La fede del re Davide viene però ripagata: “la visione dei nemici ora scompare, non hanno vinto perché chi crede in Dio è sicuro che Dio è il suo amico: resta solo il ‘Tu’ di Dio, ai ‘molti’ si contrappone ora uno solo, ma molto più grande e potente di molti avversari”.
L’uomo, dunque, “non è più solo, i nemici non sono imbattibili come sembravano, perché il Signore ascolta il grido dell’oppresso e risponde dal luogo della sua presenza, dal suo monte santo. L’uomo grida, nell’angoscia, nel pericolo, nel dolore; l’uomo chiede aiuto, e Dio risponde”.
In questa prospettiva, il grido “esprime il bisogno di aiuto e si appella alla fedeltà dell’altro”.
Gridare – ha sottolineato il Pontefice – vuol dire “porre un gesto di fede nella vicinanza e nella disponibilità all’ascolto di Dio”. Perciò la preghiera “esprime la certezza di una presenza divina già sperimentata e creduta, che nella risposta salvifica di Dio si manifesta in pienezza”.

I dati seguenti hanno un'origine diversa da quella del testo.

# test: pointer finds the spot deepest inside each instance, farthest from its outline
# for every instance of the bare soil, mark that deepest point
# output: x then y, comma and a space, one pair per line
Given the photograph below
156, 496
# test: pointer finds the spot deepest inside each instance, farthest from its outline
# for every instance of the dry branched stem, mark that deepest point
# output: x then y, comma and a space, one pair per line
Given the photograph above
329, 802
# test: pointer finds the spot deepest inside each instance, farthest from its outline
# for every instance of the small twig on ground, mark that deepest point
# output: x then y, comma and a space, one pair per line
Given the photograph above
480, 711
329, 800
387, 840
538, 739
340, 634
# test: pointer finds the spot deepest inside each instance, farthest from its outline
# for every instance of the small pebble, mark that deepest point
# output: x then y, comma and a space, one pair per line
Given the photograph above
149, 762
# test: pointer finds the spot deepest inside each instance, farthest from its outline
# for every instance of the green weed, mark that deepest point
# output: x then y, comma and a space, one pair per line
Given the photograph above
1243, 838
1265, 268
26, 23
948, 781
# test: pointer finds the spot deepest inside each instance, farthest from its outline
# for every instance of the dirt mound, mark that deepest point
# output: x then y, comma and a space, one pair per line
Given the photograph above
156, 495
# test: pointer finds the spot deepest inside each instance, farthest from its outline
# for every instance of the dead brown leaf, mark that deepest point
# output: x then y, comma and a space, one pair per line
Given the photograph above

Proprio in questo “intrecciarsi di grido umano e risposta divina” sta “la dialettica della preghiera e la chiave di lettura di tutta la storia della salvezza”.

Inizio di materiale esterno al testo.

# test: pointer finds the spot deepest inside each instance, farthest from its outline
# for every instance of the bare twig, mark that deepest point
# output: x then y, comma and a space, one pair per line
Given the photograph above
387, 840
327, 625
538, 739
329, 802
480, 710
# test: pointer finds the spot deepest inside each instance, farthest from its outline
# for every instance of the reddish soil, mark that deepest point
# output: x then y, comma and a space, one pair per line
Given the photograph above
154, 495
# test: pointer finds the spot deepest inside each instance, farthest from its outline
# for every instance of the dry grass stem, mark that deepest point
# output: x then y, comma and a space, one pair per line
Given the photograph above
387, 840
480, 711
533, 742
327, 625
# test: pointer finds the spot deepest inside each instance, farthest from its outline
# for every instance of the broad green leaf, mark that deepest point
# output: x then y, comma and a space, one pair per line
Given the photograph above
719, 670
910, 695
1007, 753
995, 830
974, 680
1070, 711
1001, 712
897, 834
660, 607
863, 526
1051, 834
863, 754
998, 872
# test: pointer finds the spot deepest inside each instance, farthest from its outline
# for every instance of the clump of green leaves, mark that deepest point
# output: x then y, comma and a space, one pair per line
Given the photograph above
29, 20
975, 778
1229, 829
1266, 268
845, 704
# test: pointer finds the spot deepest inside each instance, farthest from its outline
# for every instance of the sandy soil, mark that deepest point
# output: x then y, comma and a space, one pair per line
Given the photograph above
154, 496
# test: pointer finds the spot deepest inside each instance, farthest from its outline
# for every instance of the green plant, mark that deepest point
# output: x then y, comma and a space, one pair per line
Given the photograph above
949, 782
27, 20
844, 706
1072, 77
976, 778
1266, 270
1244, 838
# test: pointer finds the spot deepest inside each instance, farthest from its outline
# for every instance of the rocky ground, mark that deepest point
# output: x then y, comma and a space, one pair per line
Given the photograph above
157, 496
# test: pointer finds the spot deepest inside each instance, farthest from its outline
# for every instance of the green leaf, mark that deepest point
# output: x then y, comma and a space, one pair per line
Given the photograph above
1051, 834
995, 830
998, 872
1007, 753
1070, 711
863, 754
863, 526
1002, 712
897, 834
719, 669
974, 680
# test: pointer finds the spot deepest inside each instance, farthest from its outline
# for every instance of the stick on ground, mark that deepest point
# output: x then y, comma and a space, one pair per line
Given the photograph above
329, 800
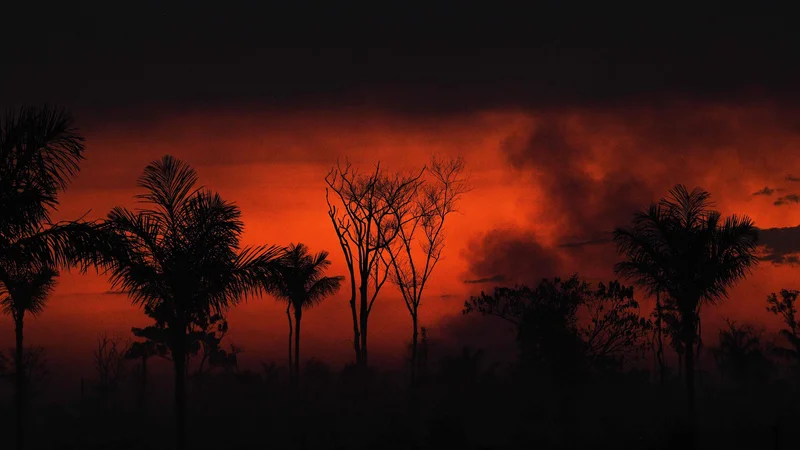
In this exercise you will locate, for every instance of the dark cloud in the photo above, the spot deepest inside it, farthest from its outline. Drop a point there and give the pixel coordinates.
(127, 60)
(493, 279)
(766, 191)
(786, 199)
(781, 245)
(510, 256)
(450, 334)
(587, 242)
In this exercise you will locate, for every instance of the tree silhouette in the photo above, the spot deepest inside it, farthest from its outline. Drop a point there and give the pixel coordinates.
(366, 226)
(303, 285)
(142, 351)
(26, 291)
(414, 257)
(785, 307)
(180, 256)
(40, 152)
(681, 247)
(740, 353)
(549, 329)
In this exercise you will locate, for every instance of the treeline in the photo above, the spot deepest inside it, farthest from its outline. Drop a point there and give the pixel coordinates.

“Nel dolore, nel pericolo, nell’amarezza dell’incomprensione e dell’offesa, le parole del Salmo aprono il nostro cuore alla certezza confortante della fede – ha concluso –. Dio è sempre vicino – anche nelle difficoltà, nei problemi, nelle oscurità della vita – ascolta, risponde e salva nel suo modo. Ma bisogna saper riconoscere la sua presenza e accettare le sue vie”.
Nelle catechesi in sintesi, pronunciate in varie lingue, il Papa ha infine ricordato in polacco i funerali del Cardinale Andrzej Maria Deskur, celebrati questo martedì, che in vita fu legato da una profonda amicizia al Beato Giovanni Paolo II: “Con la preghiera e con le sofferenze, egli ha sostenuto il suo servizio papale, affidando sempre la propria vita all’Immacolata”.